虚しく響く「だから言っただろう!」 岸田首相襲撃事件
昨日は、天気のせいもあり、陰鬱な気分になる日だった。
岸田首相が無事だったのはよかったが、昨日の襲撃事件で、
「だから言っただろう!」
と言いたかった人は多かっただろう。
そして同時に、こうも言いたかっただろう。
おかしいよね。今になってみんな「こんな風になることを懸念してた」って、去年の7月8月、統一教会叩きの風潮に異を唱えてたの、そんなにいなかったよ。(田中けい氏ツイート)
「いや、私はずっと異を唱えていた」
と言いたい人もいたはずだ。
私もそう言いたかった。
このnoteに書いたものを見てくれればわかる。その頃、毎日のように「おかしい」と、声を枯らして叫んでいた。
でも、今更そう言ったところで虚しい。
しょせん、無名人の声は届かない・・
有名人たちの多くは大勢になびき、テロ犯を称えるような者も少なくなかった。
9か月の間に2件の総理・元総理を狙ったテロが行われたことを、江川氏、石坂氏、宮台氏、前川氏は真剣に考えてほしい。自らの無責任な言論がテロを招く一因になった可能性を思い、真摯な反省がなされることを切に望む。
いや、こういう人たちだけではない。
岸田首相も、昨日の態度は立派だったが、去年のあなたは「あっち側」だった。それが絶望を深めたのだ。
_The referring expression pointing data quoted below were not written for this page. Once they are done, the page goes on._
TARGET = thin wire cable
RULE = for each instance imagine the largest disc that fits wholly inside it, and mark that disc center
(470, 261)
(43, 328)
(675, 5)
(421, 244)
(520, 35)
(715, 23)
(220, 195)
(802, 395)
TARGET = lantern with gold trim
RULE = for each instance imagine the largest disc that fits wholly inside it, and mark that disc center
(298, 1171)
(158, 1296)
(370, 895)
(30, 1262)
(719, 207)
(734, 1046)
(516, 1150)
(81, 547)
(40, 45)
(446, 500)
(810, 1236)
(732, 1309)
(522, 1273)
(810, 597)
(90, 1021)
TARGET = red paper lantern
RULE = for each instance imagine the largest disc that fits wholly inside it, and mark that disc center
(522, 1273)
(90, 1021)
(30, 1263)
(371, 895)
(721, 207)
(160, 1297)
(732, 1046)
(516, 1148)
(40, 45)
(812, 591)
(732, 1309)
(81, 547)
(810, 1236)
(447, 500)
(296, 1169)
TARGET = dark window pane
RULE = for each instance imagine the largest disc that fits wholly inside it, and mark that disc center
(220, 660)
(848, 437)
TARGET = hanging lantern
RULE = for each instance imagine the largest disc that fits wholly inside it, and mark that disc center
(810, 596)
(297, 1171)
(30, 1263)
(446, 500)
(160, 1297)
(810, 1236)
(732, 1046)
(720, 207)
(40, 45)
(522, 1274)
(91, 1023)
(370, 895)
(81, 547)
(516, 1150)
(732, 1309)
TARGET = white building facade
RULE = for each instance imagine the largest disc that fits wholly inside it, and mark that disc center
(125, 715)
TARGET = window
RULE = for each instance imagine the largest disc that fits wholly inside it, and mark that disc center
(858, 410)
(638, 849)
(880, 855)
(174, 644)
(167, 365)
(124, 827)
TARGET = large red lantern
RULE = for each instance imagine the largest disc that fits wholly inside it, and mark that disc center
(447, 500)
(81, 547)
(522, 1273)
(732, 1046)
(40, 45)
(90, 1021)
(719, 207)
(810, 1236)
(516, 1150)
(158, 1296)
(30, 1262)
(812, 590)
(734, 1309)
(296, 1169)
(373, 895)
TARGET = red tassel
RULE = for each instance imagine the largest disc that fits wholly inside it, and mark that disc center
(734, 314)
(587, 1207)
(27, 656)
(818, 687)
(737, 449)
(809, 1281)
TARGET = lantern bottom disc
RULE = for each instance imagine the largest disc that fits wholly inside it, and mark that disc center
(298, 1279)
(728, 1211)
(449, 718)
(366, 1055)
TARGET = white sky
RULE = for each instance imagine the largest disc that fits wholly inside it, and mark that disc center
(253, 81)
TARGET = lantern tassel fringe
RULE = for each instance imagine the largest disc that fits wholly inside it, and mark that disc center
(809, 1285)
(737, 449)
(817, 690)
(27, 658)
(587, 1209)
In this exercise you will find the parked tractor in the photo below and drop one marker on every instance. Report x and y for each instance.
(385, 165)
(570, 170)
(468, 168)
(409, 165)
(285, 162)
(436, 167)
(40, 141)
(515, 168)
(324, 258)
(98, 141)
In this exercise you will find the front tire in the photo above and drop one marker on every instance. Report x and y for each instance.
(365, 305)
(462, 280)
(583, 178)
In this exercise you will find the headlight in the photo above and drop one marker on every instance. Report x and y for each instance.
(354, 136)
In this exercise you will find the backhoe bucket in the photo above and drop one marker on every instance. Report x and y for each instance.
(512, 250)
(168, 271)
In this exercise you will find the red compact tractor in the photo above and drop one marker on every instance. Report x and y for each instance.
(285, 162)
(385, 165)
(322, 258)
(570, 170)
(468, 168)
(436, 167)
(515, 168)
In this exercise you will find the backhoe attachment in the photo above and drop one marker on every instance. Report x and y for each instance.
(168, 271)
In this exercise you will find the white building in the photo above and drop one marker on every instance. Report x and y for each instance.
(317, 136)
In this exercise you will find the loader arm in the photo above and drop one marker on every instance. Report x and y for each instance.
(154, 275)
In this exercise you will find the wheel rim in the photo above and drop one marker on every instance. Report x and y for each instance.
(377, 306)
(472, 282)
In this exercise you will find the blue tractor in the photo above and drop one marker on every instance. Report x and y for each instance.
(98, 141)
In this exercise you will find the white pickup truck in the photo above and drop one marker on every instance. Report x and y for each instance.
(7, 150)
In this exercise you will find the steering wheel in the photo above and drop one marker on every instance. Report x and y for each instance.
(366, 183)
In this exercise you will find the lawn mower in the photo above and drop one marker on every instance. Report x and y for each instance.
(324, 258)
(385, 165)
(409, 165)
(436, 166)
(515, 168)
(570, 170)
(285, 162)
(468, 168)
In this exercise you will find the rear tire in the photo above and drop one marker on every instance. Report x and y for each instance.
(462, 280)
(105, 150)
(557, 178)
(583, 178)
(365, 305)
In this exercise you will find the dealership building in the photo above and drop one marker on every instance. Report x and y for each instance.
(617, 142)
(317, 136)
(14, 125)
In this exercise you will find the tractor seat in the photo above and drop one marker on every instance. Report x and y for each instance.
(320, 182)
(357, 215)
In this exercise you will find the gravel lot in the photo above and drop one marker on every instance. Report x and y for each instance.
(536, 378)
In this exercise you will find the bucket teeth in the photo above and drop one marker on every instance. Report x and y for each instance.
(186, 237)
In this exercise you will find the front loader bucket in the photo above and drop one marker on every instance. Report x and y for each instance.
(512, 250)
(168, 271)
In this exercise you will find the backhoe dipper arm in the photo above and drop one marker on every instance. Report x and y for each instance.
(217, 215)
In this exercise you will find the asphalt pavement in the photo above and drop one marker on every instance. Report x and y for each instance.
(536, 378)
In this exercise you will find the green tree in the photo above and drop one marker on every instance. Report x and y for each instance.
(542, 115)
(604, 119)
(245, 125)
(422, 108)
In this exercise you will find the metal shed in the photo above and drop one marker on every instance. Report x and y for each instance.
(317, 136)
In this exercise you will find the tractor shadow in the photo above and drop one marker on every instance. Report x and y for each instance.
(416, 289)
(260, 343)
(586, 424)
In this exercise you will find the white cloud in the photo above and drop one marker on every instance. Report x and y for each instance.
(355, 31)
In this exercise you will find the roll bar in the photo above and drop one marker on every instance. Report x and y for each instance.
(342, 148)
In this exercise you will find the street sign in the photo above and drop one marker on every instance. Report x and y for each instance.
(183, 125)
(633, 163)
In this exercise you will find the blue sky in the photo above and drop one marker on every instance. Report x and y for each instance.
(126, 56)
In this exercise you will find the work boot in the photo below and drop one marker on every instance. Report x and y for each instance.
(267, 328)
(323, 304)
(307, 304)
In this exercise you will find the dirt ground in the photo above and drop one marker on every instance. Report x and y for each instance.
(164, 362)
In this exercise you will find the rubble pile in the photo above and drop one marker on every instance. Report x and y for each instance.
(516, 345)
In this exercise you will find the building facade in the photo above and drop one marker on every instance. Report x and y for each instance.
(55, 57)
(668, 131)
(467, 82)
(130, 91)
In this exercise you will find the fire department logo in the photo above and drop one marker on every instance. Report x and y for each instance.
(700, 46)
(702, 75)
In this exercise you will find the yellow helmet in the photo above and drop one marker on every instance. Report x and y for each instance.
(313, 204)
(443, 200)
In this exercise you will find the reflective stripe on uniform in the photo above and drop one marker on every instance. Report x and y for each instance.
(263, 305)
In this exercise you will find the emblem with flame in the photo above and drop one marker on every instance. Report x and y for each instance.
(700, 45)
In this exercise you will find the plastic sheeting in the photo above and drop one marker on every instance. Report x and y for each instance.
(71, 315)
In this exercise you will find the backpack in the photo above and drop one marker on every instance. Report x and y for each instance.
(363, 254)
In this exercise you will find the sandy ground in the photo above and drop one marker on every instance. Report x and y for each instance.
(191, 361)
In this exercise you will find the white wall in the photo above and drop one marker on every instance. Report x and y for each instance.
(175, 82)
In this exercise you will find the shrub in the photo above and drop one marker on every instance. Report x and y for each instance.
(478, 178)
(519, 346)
宮台氏といい、岸田首相といい、因果はめぐるというやつだ。
そして江川氏は、オウム真理教事件の原因をつくった責任を、30年たってもまだ理解していない。
ジャニーズ事務所のことといい、安倍首相暗殺以降のことといい、「だから言っただろう」と言いたいことが続いた。
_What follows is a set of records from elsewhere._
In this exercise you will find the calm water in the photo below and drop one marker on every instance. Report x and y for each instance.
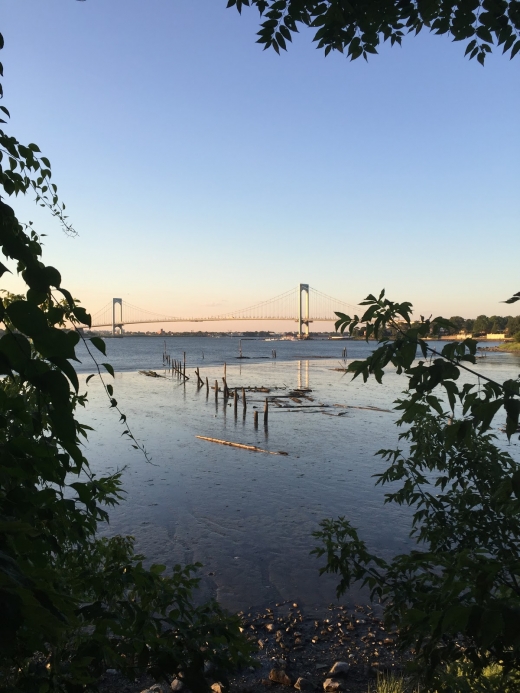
(249, 517)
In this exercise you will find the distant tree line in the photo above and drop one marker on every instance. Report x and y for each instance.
(485, 325)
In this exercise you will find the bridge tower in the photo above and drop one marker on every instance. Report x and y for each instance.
(303, 312)
(117, 324)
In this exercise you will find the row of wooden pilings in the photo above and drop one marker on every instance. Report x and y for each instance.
(179, 368)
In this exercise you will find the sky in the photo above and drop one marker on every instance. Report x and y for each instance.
(204, 174)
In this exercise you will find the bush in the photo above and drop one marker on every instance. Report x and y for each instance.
(72, 604)
(456, 595)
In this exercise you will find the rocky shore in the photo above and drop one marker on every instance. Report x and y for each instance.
(342, 650)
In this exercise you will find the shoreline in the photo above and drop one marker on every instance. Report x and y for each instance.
(294, 644)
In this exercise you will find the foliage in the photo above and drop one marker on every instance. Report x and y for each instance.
(389, 684)
(458, 592)
(72, 604)
(461, 677)
(358, 28)
(514, 298)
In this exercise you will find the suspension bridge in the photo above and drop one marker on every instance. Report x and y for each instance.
(303, 305)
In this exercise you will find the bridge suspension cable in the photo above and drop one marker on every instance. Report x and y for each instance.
(286, 306)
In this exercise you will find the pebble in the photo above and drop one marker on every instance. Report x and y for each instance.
(339, 669)
(333, 685)
(304, 684)
(280, 676)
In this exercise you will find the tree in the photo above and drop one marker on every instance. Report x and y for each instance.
(455, 596)
(458, 324)
(359, 27)
(513, 325)
(482, 325)
(498, 323)
(81, 604)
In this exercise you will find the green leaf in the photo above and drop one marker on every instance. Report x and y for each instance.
(17, 349)
(108, 368)
(27, 318)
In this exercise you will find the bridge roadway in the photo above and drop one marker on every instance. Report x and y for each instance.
(211, 319)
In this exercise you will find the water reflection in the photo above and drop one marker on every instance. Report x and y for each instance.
(211, 503)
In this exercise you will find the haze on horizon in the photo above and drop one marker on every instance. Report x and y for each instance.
(205, 175)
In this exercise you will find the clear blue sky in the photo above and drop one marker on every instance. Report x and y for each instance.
(204, 174)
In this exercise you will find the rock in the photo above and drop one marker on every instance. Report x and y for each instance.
(339, 669)
(333, 685)
(218, 687)
(279, 663)
(280, 676)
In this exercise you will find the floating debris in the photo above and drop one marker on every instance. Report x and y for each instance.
(151, 374)
(253, 448)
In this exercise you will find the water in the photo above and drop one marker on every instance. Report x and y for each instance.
(249, 517)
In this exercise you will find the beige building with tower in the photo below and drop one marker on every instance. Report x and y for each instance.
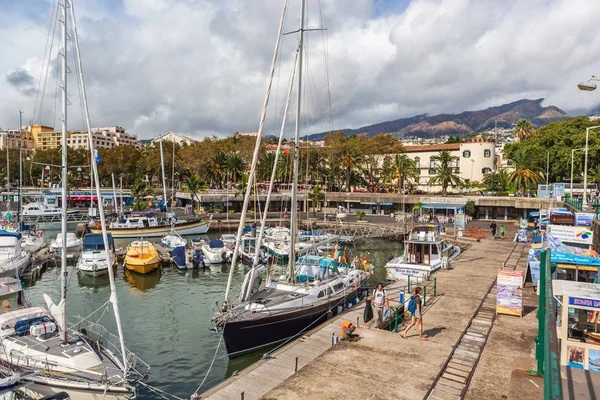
(476, 159)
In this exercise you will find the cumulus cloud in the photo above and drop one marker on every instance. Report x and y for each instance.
(200, 66)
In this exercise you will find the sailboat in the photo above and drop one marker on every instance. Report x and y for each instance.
(83, 358)
(311, 292)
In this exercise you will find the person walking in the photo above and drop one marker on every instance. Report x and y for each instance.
(414, 307)
(380, 300)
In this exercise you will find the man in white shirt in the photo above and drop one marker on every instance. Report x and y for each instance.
(380, 300)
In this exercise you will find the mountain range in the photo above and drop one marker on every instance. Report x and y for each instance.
(467, 122)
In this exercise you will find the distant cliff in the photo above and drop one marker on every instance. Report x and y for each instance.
(460, 124)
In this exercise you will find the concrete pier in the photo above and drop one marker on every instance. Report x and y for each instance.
(383, 365)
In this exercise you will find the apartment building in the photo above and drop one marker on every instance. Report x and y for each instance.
(11, 138)
(475, 159)
(105, 137)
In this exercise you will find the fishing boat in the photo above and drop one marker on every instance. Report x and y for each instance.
(135, 227)
(81, 357)
(141, 257)
(425, 251)
(32, 241)
(94, 260)
(215, 252)
(173, 240)
(310, 292)
(13, 259)
(182, 258)
(73, 244)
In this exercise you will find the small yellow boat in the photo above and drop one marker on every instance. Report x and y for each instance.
(142, 257)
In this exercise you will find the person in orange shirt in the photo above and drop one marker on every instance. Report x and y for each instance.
(347, 329)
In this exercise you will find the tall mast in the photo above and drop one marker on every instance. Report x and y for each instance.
(294, 205)
(63, 253)
(173, 180)
(252, 173)
(86, 111)
(162, 166)
(20, 166)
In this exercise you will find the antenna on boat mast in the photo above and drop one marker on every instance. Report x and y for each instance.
(63, 229)
(294, 202)
(86, 111)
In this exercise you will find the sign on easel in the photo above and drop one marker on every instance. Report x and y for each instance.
(509, 296)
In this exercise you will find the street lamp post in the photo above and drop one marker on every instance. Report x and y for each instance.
(587, 137)
(572, 155)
しかし、「だから言っただろう」と言ったところで、何も解決しない。
「社会が悪い」の無責任
昨日のソーシャルメディアの中で、いちばん知恵を感じたのは、以下のツイートだ。
朝日新聞記者の言葉。 「目的は手段を浄化する」 こうやって左翼はテロリズムや人権侵害を肯定してきた。もう懲り懲りだ。(ウハ@ゆっくり政治チャンネル)
報道の世界には「目的が手段を浄化する」という考え方がある、というのは私は初めて聞いた。
「目的が手段を正当化する」という考えが20世紀をめちゃくちゃにした。それは、幾多の戦争や「民族浄化」や「共産主義革命」を正当化し、何億もの人を殺した、悪魔の論理だ。20世紀の惨劇は、究極の「平和」や「平等」という「目的」のために、手段を選ばなかった結果である。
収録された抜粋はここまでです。